La femme s’humecta les lèvres. Quand elle parla, ce fut sans cette tonalité d’hystérie croissante.
« Mais que veux-tu que je fasse ? Que je me transperce de mon épée ? »
Cendres répliqua instantanément : « Convaincs le seigneur amir Léofric de détruire le Golem de pierre. »
La Wisigothe la contempla, réduite au silence total, le temps qu’un homme aurait pu mettre pour compter jusqu’à cent. Le bruit d’un palefroi, qui hennissait dans les lignes, rompit le silence. Les aigles des légions wisigothes miroitaient au soleil.

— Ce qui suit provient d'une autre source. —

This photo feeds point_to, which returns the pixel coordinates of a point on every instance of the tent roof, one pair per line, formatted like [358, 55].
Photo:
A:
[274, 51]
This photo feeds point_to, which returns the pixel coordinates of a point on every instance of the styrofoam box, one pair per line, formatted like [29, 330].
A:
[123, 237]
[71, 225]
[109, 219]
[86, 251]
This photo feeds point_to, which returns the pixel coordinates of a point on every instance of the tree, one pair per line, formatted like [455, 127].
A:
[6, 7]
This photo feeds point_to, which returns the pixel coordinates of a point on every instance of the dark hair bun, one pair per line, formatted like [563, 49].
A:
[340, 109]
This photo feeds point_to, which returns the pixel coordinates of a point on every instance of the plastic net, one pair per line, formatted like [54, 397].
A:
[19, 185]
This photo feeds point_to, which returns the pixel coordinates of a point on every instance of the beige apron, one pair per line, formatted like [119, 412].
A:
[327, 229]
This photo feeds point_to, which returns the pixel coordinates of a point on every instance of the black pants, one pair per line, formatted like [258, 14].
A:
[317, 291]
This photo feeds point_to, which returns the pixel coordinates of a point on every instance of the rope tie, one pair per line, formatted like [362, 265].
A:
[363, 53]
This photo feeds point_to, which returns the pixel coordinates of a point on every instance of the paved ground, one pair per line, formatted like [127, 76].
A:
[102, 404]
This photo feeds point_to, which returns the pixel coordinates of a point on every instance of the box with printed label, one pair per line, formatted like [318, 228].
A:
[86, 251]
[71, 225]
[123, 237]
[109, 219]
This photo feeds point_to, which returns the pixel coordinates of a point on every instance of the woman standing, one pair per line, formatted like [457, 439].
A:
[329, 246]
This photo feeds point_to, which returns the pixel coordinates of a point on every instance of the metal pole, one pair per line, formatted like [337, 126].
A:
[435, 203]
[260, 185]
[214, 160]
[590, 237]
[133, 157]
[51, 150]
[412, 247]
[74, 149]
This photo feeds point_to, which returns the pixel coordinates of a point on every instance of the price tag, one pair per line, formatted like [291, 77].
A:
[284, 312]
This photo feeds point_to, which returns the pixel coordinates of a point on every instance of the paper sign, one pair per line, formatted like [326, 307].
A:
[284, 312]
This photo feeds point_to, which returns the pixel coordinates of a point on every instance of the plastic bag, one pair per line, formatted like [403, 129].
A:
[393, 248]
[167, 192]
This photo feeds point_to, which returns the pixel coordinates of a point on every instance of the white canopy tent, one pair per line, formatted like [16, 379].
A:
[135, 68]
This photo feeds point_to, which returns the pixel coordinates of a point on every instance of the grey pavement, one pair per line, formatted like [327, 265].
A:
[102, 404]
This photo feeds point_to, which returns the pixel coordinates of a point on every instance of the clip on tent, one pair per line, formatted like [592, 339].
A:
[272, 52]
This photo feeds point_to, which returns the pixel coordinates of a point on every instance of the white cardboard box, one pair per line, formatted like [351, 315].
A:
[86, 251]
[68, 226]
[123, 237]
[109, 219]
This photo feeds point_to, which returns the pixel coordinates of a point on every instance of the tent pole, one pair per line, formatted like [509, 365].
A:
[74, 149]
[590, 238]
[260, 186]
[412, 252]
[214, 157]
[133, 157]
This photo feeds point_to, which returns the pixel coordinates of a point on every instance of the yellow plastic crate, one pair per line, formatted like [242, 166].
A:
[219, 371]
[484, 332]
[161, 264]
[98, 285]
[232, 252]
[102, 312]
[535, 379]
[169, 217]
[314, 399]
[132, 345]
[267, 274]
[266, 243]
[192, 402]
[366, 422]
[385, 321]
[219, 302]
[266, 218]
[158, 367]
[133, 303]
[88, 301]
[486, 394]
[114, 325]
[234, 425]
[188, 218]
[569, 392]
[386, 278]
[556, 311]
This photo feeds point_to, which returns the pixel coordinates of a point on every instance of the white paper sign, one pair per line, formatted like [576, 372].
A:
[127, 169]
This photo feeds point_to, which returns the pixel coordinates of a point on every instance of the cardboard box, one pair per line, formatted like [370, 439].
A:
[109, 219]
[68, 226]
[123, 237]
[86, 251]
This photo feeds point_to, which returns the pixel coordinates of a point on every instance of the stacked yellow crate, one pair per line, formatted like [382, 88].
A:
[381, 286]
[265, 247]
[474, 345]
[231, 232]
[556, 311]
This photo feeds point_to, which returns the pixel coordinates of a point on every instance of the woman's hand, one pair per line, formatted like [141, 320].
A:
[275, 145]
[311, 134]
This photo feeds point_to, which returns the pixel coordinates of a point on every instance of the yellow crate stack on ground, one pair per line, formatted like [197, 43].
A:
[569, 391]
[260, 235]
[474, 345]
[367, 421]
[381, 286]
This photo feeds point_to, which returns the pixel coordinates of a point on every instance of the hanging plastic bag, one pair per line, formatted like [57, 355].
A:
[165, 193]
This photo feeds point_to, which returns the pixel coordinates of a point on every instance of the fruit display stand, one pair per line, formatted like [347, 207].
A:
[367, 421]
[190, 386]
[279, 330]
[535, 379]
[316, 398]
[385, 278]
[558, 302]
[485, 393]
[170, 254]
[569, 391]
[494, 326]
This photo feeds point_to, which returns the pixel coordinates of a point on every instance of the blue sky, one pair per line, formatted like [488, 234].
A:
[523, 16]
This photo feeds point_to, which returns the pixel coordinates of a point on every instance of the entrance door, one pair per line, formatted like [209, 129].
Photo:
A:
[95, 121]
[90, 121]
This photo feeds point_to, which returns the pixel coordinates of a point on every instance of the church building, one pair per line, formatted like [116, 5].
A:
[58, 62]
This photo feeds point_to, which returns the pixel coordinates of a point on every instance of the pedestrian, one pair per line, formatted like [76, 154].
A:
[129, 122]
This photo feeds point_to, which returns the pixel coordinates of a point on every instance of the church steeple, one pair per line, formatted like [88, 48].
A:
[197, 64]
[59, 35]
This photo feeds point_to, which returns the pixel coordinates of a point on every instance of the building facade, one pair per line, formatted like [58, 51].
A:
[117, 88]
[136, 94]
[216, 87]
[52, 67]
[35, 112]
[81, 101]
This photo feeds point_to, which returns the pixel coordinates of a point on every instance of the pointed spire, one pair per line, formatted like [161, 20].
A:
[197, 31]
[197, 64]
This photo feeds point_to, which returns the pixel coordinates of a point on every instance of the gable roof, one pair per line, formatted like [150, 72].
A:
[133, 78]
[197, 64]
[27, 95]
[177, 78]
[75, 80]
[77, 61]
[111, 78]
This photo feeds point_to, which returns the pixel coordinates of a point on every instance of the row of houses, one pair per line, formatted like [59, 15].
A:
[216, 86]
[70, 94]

Je ne peux pas l’atteindre et la tuer avant qu’ils ne me tuent.
Peut-être ne sera-ce pas nécessaire.
« Fais-le, insista Cendres. Alors, elles ne pourront pas t’atteindre. Le Golem de pierre est leur unique voix.
— Mon Dieu. » La Faris secoua la tête avec stupeur.
« Elles ont parlé une fois à votre prophète, Gondebaud ; une fois à Roger Bacon… », continua Cendres, posément, « … et ensuite, avec la machina rei militaris, à nous. C’est leur seule voix. Tu as une armée, ici. Léofric est ton père, même s’il est souffrant. Tu en as l’autorité. Personne ne peut t’empêcher de retourner à Carthage et de briser le Golem de pierre en mille morceaux ! »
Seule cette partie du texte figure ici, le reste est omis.